When In Doubt, Talk To People

I always say that for every Beaumont naysayer I meet, there are ten behind him/her ready to point out five places that make Beaumont a great city to live in.

Yesterday was one of the best days I’ve had in Southeast Texas in a long time. That’s because I got out there and I talked to business owners who not only are doing great things, but they are still looking for new ways to make Beaumont better. Granted, it was of an alcohol-related change, but innovation of any form still creates a ripple effect of transformation.

Again, How Can You Make A Change?

We all need to stop hating on Beaumont, myself included. We can’t help the people who moved away from Beaumont talk up our town if we’re living here in a house full of negativity. Yes, there are some things Beaumont needs to change. We’re segregated, stuck in our ways and wary of outsiders. We think if something is Beaumont-bred than it can’t be any good. Businesses and people that succeed in Beaumont tend to move away (it’s easier to find Sweet Leaf Tea in Austin than in Beaumont, even though it originated here and re-located to Austin).

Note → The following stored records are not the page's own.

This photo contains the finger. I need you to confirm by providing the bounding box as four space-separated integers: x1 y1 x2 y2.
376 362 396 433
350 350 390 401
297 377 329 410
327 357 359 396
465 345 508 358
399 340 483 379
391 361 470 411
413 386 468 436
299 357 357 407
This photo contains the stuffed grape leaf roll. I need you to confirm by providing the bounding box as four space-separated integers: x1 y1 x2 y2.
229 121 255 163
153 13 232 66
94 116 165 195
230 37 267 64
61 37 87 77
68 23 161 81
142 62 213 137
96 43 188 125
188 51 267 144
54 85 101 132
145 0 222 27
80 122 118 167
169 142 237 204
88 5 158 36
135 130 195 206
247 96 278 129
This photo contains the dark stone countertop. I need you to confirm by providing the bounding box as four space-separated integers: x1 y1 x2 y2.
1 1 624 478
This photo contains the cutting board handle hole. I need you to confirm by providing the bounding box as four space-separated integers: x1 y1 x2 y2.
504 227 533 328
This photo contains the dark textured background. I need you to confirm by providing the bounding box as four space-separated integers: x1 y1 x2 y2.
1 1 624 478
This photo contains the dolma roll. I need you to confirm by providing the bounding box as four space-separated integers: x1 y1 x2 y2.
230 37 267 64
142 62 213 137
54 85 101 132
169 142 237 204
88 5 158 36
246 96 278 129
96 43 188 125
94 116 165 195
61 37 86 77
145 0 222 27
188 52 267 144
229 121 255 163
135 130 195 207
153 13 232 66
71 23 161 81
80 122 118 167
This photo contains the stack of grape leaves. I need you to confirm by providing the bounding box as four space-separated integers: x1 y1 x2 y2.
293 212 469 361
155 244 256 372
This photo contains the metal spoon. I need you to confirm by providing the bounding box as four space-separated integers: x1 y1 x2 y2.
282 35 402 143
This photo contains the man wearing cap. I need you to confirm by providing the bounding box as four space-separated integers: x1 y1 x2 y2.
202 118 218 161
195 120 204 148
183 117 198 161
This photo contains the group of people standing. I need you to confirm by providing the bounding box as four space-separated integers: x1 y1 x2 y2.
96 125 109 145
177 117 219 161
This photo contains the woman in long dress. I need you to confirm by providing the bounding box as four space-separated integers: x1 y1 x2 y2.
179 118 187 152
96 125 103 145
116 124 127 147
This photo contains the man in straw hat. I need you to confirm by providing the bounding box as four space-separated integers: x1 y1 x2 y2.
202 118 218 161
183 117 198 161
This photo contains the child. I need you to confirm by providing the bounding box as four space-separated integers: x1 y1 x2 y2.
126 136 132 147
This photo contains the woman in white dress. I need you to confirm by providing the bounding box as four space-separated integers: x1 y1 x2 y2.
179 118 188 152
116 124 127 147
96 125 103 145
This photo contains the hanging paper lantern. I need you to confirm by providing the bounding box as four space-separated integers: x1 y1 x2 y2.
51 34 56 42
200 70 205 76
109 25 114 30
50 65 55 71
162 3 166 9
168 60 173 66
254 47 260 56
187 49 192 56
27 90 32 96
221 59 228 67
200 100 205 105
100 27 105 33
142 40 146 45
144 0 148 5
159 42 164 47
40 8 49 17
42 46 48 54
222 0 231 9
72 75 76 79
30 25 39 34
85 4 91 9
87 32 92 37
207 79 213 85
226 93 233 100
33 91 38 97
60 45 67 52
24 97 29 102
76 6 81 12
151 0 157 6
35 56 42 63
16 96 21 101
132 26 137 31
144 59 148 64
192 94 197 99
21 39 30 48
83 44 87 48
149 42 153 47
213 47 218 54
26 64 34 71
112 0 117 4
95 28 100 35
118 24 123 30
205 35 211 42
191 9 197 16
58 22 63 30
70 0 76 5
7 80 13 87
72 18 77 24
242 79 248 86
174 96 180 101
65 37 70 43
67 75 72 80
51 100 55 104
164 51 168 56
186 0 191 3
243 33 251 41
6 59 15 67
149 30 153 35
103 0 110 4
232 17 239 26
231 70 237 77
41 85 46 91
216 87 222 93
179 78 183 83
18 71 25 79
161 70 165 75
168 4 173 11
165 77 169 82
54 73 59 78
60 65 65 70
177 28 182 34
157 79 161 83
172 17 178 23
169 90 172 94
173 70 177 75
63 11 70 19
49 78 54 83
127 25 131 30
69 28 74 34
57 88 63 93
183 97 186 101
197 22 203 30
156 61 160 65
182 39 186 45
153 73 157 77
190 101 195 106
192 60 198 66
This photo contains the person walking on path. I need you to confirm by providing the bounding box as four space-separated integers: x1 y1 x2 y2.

We can’t change other people, but everyone from Beaumont is an ambassador of our great city, quirks and all.

EDIT: Wow! Ok, I didn’t really expect many people to see and/or read this. I’ve been trying to work on my writing skills by well, writing more often, and this blog has become an outlet for that goal. I recognize that this blog is a little drink-heavy. As a bar reviewer for cat5, I have to admit my perspective of this town is skewed. A friend of mine, comedian Alan Ponce, commented on a cat5 facebook thread with much stronger reasons that alcohol for loving this little town I live in:

Alan also mentioned these events, unfortunately I haven’t been able to find links and additional information on them:

  • Live action role play (LARP) fighting with real swords at the park on Thursday’s (open to anyone with a friendly interest).
  • Table top gaming every Friday and Saturday at Book Stan, the second largest comic book shop in Texas.
  • Pinterest Saturday at Full of Scrap on Dowlen.

Feel free to share your favorite parts about Beaumont in the comments!

Shameless Plug: If you’re interested in discovering Beaumont the same way I did, come to the Boomtown Monthly Meeting tomorrow night!

6 Responses to In Defense of Beaumont

  1. McGarrity says:

    I think the music scene in Beaumont could use some mention as well

    • Christina says:

      Good point! If I could listen to two Beaumont bands for the rest of my life, I’d pick Sun and Shadow and Silas Feemster. Also, I’m quickly becoming a vintage country fan after watching B.B. & Company do their thing at MacKenzie’s last Thursday night.

  2. Alan Ray Ponce says:

    There is soo much stuff to do that isn’t bar related though. I’m a comedian and i spend a lot of time in bars and it gets old. Not knocking the bars but were surrounded by so much stuff to do. If you want to dance and drink then Crockett is your answer, but if you want to live then just look around you. The SCA (society for creative anachronism ) practice their fighting every week and no one notices because it isn’t on Crockett or it seems weird. Youre surrounded by awesome stuff. Just ask

  3. Christina says:

    Other local bars/restaurants are really stepping up their game. While MLG has the largest selection, Luke’s often has a few Karbach’s on tap plus a good bottled selection. Tradewinds normally has a Saint Arnold seasonal on tap. Tibideaux’s has a great LA/TX selection on draft PLUS $2 drafts during happy hours (even their craft offerings!). Cafe del Rio just added Karbach and Logon is grabbing up some taps (though they have yet to announce what they’ll be carrying.

    Where else do you go when you’re in town?